Опасаться есть чего. КПП «Хосрови» до 2019 года был закрыт для паломников из-за того, что в непосредственной близости находились территории, подконтрольные ИГИЛ[29]. Теракты против шиитов, особенно на Арбаин, в Ираке случаются регулярно.
— Конечно, опасности есть. Но я же делаю это ради Хусейна. Раз уж он пожертвовал собой ради нас, то и мне бояться нечего.
Беседа как-то сама собой переключается на политику. Попутчики, как и полагается религиозным иранцам, поддерживают местных консерваторов.
— Да все эти политики ничего не стоят!
– говорит мне паломник помоложе. — Хотя у нас в Мешхеде есть один хороший человек, который может стать президентом — Раиси.

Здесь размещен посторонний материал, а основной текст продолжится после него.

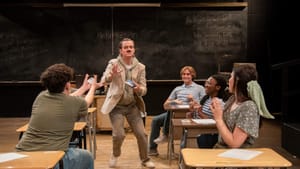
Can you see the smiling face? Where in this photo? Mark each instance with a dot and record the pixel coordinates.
(186, 77)
(127, 49)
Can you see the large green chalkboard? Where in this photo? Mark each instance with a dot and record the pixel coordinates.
(86, 38)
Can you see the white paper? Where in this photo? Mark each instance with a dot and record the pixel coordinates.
(204, 121)
(10, 156)
(240, 154)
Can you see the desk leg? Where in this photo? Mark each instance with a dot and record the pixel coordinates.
(94, 135)
(84, 138)
(20, 135)
(182, 145)
(170, 139)
(61, 164)
(91, 121)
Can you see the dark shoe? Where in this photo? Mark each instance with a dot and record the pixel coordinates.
(153, 152)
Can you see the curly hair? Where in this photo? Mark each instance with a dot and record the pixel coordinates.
(55, 77)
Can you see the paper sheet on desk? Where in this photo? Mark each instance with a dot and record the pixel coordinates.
(240, 154)
(204, 121)
(10, 156)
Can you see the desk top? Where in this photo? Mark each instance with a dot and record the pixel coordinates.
(177, 107)
(194, 157)
(92, 110)
(34, 159)
(188, 123)
(78, 126)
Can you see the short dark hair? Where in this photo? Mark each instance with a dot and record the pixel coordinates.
(55, 77)
(242, 75)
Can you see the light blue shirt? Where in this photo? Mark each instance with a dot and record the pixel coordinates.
(181, 92)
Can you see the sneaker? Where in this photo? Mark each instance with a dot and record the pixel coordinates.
(113, 161)
(148, 164)
(153, 152)
(161, 139)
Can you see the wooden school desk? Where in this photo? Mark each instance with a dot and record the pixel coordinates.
(191, 130)
(34, 160)
(208, 158)
(79, 129)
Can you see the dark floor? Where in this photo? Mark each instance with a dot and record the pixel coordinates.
(270, 136)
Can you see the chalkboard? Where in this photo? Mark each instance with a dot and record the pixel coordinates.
(166, 39)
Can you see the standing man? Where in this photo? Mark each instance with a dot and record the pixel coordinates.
(125, 100)
(54, 113)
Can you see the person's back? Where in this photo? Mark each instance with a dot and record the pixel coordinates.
(54, 113)
(52, 122)
(238, 123)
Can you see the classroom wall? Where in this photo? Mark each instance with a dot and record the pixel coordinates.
(86, 38)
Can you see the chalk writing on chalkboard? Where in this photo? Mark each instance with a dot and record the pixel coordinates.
(166, 39)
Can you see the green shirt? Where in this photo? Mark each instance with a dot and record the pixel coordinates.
(52, 121)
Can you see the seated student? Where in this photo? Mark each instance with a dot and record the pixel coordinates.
(180, 95)
(238, 123)
(54, 113)
(215, 87)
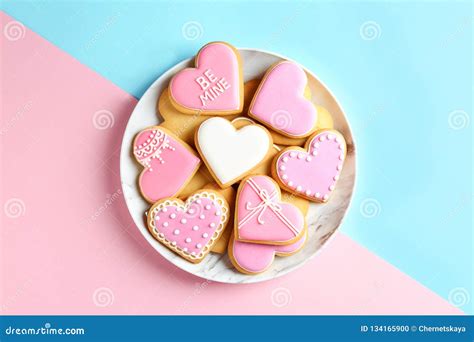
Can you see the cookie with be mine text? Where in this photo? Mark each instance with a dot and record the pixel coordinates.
(214, 86)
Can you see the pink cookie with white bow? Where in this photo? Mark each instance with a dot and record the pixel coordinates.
(190, 228)
(313, 172)
(214, 86)
(279, 102)
(261, 217)
(254, 258)
(169, 163)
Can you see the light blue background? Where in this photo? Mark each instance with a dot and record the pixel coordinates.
(398, 91)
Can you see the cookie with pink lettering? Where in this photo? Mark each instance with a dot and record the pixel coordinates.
(312, 173)
(169, 163)
(191, 228)
(261, 217)
(230, 153)
(254, 258)
(279, 102)
(214, 86)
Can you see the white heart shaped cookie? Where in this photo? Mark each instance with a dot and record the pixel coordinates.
(230, 153)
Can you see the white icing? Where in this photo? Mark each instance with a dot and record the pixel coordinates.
(230, 153)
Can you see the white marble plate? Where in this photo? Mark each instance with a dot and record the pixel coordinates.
(323, 220)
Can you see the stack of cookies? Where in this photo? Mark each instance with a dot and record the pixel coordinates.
(233, 166)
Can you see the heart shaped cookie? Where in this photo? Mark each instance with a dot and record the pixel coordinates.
(261, 216)
(312, 173)
(190, 228)
(214, 86)
(230, 153)
(169, 163)
(279, 102)
(253, 258)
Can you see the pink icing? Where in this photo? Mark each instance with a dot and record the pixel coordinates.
(261, 217)
(256, 258)
(168, 163)
(280, 103)
(314, 173)
(214, 85)
(191, 227)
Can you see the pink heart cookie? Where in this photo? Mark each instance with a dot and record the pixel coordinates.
(312, 173)
(279, 102)
(261, 216)
(214, 86)
(190, 228)
(253, 258)
(169, 163)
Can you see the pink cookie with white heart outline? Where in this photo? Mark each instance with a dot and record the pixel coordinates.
(312, 173)
(190, 228)
(214, 86)
(254, 258)
(261, 217)
(169, 163)
(279, 101)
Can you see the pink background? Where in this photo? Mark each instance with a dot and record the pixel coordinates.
(69, 246)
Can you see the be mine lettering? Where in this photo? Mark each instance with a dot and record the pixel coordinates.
(212, 86)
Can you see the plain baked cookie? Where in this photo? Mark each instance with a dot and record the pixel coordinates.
(191, 228)
(169, 163)
(229, 153)
(311, 173)
(214, 86)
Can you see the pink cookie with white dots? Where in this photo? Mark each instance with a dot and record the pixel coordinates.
(190, 228)
(169, 163)
(313, 172)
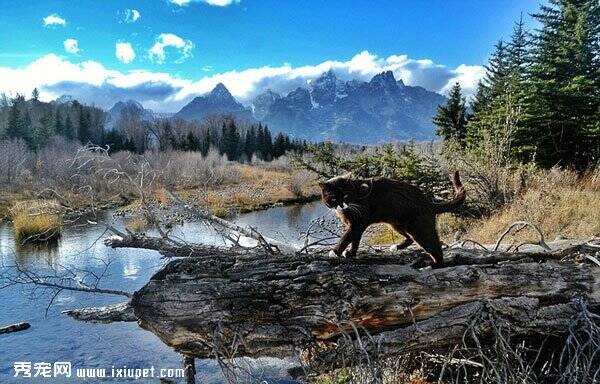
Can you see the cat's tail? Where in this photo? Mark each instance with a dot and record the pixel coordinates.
(458, 200)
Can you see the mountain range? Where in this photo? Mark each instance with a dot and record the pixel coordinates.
(354, 111)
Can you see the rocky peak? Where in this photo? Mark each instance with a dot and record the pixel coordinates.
(325, 88)
(262, 103)
(220, 92)
(384, 80)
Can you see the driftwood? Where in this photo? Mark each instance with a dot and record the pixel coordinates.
(14, 328)
(220, 302)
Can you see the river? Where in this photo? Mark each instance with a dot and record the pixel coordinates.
(54, 337)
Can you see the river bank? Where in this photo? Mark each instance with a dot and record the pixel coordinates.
(252, 188)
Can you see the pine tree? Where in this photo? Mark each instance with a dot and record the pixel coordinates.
(451, 119)
(69, 129)
(250, 142)
(280, 145)
(231, 140)
(58, 125)
(260, 142)
(564, 80)
(205, 143)
(267, 144)
(83, 132)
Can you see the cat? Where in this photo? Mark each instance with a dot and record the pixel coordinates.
(362, 202)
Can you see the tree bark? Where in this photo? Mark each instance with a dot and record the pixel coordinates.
(258, 304)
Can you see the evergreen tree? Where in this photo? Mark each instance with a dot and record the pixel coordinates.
(15, 127)
(231, 140)
(83, 132)
(250, 142)
(280, 145)
(69, 129)
(267, 144)
(44, 130)
(58, 125)
(205, 143)
(260, 142)
(564, 79)
(451, 119)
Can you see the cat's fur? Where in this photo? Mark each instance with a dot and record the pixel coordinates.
(362, 202)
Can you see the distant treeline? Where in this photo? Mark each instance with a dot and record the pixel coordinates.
(239, 141)
(540, 98)
(35, 122)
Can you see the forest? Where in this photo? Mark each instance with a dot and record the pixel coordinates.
(245, 275)
(35, 123)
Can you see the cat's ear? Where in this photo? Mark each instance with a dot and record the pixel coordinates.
(364, 187)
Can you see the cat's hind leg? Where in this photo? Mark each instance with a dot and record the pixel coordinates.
(424, 232)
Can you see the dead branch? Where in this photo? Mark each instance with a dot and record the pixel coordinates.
(14, 328)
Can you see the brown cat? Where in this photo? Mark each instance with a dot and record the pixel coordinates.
(362, 202)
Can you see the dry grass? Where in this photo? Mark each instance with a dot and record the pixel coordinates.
(138, 224)
(257, 187)
(559, 202)
(36, 220)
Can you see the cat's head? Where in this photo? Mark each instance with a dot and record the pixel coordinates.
(340, 190)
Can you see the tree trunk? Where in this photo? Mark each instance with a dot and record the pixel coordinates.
(258, 304)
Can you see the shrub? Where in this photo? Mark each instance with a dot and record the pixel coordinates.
(36, 221)
(298, 182)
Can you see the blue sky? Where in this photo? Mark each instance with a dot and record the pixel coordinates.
(171, 50)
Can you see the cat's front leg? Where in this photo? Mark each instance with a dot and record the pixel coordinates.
(342, 244)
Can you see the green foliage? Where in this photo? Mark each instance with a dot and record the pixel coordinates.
(544, 89)
(451, 119)
(402, 162)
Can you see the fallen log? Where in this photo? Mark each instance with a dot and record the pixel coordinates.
(257, 304)
(14, 328)
(121, 312)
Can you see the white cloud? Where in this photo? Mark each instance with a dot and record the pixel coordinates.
(131, 16)
(71, 46)
(124, 52)
(157, 52)
(218, 3)
(54, 20)
(90, 81)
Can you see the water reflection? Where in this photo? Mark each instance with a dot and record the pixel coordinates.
(56, 337)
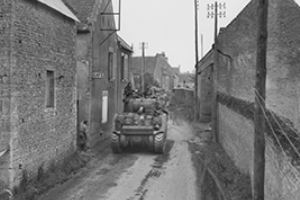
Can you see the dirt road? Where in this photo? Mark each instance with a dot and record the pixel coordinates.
(136, 176)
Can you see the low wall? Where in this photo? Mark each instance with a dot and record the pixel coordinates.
(237, 135)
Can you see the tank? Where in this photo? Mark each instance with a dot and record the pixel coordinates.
(143, 125)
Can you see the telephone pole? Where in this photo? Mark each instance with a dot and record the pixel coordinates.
(260, 91)
(196, 114)
(214, 11)
(143, 47)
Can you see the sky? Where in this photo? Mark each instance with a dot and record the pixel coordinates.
(168, 26)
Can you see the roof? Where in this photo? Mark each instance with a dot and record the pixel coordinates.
(60, 7)
(83, 9)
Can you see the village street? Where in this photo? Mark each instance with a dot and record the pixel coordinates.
(136, 175)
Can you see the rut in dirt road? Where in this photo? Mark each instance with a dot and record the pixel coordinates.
(139, 176)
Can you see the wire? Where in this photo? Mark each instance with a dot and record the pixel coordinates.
(277, 122)
(271, 127)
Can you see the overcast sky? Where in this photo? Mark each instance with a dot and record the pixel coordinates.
(168, 26)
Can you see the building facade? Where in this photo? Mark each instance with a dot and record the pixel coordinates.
(100, 55)
(236, 94)
(37, 92)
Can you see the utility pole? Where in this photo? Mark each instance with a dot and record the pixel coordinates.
(196, 114)
(202, 46)
(260, 91)
(143, 47)
(214, 8)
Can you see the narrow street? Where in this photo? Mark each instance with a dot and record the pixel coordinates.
(136, 176)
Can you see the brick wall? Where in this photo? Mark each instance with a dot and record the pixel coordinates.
(5, 24)
(43, 40)
(237, 77)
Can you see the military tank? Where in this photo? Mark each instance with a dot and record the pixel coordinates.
(143, 125)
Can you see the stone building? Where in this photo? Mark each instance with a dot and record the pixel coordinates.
(37, 87)
(205, 86)
(236, 94)
(124, 59)
(98, 65)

— Не станет он президентом! — перебивает его старший. — Такие честные люди, как он, никогда не становятся президентами.
— Все, приехали, — обрывает нашу беседу водитель. — Дальше я вас уже не смогу везти.
Машина останавливается, мои спутники быстро прощаются и уходят. Я пытаюсь осмотреться. На часах пять утра, вокруг куча народа, пыли и машин. Постепенно я начинаю понимать, где нахожусь. Мы посреди пустыни, автомобильная дорога здесь обрывается. Впереди проход в сторону границы с Ираком, но он перекрыт грузовыми контейнерами, туда не пускают, остается только ждать. Ирак открывает границу на час-два в день, и никто не знает, когда именно это произойдет сегодня. «Вчера только в два часа дня границу открыли», — слышу, как поясняет паломникам иранский пограничник, стоящий прямо на контейнере. Кстати, в этой зоне ожидания нет ничего — ни магазина, ни места для отдыха, только большой фургон скорой помощи. Многие просто расстилают одеяла на асфальте и ложатся, никто не знает, сколько ждать. А между тем среди паломников хватает детей — часто им всего три-четыре года — а также инвалидов на колясках.